What about initialized_into_inner? Or initialized_into_inner_unchecked, if you think that unchecked is really necessary, though I tend to agree with @shepmaster that unchecked is only necessary to distinguish from some other checked variant of the same functionality, where runtime checks are not happening.

Nemo157 commented 5 years ago

When manually implementing a self-borrowing generator I ended up using ptr::drop_in_place(maybe_uninit.as_mut_ptr()) multiple times, it seems like this would work well as an inherent method unsafe fn drop_in_place(&mut self) on MaybeUninit.

SimonSapin commented 5 years ago

There is precedent with ManuallyDrop::drop.

RalfJung commented 5 years ago

I'd say that foo_unchecked only makes sense when there is a corresponding foo, otherwise the sheer nature of the function being unsafe indicates to me that something "different" is going on.

I don't think not having a safe version is a good reason to remove the warning sign from the unsafe version.

shepmaster commented 5 years ago

remove the warning sign from the unsafe version

Being a tad hyperbolic, when should an unsafe function not have _unchecked stuck on the end then?
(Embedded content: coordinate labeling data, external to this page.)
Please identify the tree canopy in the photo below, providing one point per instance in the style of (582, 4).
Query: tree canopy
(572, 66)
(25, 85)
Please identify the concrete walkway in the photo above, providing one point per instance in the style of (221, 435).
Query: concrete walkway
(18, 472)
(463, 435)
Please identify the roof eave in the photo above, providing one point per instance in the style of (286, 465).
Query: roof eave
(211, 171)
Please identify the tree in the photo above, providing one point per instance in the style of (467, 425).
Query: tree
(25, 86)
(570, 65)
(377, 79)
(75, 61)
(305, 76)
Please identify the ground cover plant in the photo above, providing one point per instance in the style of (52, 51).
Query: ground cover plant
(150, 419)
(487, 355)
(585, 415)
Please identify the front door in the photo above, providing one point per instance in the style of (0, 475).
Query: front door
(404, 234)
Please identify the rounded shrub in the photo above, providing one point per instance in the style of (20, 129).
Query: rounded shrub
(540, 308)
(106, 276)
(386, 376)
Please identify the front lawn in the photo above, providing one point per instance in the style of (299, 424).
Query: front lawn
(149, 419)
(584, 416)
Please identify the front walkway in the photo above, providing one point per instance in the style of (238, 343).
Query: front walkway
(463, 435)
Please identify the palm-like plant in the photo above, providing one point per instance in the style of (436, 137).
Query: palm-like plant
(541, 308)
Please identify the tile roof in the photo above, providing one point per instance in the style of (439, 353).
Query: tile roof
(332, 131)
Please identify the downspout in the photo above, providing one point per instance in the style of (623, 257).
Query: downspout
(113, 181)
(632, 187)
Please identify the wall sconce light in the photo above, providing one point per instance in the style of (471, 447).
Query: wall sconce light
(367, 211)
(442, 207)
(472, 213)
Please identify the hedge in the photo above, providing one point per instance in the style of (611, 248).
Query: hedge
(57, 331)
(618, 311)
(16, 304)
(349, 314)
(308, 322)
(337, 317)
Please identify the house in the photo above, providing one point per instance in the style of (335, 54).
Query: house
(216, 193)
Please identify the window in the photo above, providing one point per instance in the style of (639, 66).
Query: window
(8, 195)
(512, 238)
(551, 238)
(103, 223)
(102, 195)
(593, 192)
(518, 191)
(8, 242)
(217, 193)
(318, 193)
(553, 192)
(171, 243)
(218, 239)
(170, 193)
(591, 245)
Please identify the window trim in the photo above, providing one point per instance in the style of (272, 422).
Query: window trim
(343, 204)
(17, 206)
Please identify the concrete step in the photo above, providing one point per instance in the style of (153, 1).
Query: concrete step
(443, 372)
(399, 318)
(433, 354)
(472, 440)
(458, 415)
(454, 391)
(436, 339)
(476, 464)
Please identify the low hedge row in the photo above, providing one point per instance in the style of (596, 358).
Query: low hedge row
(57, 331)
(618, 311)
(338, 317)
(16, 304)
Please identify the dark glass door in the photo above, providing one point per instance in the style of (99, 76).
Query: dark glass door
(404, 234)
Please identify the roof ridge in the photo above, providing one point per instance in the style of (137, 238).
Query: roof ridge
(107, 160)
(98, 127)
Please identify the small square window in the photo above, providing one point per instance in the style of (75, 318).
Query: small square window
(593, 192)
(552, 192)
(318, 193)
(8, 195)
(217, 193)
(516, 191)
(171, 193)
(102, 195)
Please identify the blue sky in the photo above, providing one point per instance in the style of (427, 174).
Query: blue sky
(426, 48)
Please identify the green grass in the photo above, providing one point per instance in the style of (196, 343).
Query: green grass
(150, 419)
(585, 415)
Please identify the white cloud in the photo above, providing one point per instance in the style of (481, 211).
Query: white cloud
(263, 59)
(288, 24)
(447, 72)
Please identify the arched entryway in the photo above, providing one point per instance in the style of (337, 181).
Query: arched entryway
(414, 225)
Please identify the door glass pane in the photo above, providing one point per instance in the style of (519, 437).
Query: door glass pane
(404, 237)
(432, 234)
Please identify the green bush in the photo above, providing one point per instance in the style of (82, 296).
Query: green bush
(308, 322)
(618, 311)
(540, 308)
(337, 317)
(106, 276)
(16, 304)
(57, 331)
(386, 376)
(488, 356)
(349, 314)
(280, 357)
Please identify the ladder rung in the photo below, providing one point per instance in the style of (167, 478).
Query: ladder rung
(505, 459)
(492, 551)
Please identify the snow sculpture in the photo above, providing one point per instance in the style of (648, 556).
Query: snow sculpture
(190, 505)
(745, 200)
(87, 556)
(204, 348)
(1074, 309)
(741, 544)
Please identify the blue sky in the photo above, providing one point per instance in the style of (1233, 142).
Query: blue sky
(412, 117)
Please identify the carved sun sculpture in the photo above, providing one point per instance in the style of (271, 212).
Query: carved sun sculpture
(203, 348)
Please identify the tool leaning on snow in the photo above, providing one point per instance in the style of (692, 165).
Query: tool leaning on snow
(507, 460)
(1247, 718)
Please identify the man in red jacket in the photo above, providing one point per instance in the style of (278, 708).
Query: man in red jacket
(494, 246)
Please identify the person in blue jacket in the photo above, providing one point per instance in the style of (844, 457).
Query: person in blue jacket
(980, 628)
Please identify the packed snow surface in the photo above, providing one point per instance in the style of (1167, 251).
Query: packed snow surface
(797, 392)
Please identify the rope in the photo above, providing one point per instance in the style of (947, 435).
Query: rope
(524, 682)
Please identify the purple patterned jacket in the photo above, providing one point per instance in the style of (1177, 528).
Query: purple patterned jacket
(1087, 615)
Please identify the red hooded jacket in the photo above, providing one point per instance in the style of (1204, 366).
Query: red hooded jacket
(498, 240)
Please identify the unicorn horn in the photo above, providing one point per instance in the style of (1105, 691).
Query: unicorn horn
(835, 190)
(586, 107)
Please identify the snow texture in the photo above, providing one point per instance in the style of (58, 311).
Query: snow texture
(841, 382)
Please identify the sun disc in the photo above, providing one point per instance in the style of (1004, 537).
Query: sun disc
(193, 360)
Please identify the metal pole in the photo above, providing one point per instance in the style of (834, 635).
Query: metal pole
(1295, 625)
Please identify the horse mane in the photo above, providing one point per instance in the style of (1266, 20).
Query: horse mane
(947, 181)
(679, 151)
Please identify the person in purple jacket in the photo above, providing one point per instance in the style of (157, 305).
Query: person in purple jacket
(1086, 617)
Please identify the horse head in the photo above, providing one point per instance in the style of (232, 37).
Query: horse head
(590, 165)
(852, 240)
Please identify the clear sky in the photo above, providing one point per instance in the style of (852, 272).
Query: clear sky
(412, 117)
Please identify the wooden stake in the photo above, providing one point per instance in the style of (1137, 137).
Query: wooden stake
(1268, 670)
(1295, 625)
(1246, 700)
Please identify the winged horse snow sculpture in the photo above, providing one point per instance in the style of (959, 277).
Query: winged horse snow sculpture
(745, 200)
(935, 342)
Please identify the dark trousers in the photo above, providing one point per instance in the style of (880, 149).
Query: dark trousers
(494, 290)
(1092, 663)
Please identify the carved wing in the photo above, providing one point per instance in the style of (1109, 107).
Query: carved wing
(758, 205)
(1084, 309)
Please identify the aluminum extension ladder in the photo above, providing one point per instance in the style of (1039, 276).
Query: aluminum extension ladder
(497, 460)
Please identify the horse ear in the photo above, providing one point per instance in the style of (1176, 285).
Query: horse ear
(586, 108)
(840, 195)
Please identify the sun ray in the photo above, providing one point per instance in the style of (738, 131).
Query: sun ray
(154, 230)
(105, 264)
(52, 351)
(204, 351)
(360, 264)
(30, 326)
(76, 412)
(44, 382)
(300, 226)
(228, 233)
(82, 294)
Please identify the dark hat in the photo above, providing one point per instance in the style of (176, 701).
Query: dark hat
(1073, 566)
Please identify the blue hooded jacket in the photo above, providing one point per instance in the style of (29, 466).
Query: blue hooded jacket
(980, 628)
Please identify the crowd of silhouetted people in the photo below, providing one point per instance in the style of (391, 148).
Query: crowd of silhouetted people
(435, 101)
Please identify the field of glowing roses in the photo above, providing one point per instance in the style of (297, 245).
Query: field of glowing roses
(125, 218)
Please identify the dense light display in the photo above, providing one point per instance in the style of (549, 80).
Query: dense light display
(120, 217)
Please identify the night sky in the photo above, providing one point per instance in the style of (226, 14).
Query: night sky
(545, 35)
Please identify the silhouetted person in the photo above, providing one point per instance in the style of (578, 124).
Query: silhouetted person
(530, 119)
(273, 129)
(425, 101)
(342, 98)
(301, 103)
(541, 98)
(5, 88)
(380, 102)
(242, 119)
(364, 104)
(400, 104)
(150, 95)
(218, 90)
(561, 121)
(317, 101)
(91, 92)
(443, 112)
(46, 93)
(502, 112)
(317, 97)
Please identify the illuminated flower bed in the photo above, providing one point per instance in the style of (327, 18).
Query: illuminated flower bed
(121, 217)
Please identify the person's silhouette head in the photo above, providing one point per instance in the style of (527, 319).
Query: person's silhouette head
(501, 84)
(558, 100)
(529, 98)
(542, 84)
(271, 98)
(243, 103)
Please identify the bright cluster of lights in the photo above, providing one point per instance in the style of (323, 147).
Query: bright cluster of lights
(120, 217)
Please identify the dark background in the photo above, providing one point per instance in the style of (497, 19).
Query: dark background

What's the point of having two warnings that say the same thing?

RalfJung commented 5 years ago

That's a fair question. :) But I think the answer is "almost never", and I actually regret that we have offset as unsafe function on pointers which in no way expresses that it is unsafe. It doesn't have to be literally unchecked, but IMO there should be something. When I am in an unsafe block anyway and accidentally write .offset instead of .wrapping_offset, I made a promise to the compiler that I did not intend to make.

shepmaster commented 5 years ago

as unsafe function on pointers which in no way expresses that it is unsafe

This sums up my bemusement at this stage.

RalfJung commented 5 years ago

@shepmaster so you don't think it is realistic that someone will edit code inside an existing unsafe block (maybe a large one, maybe inside a large unsafe fn which implicitly has an unsafe block), and not be aware that the call they are adding is unsafe?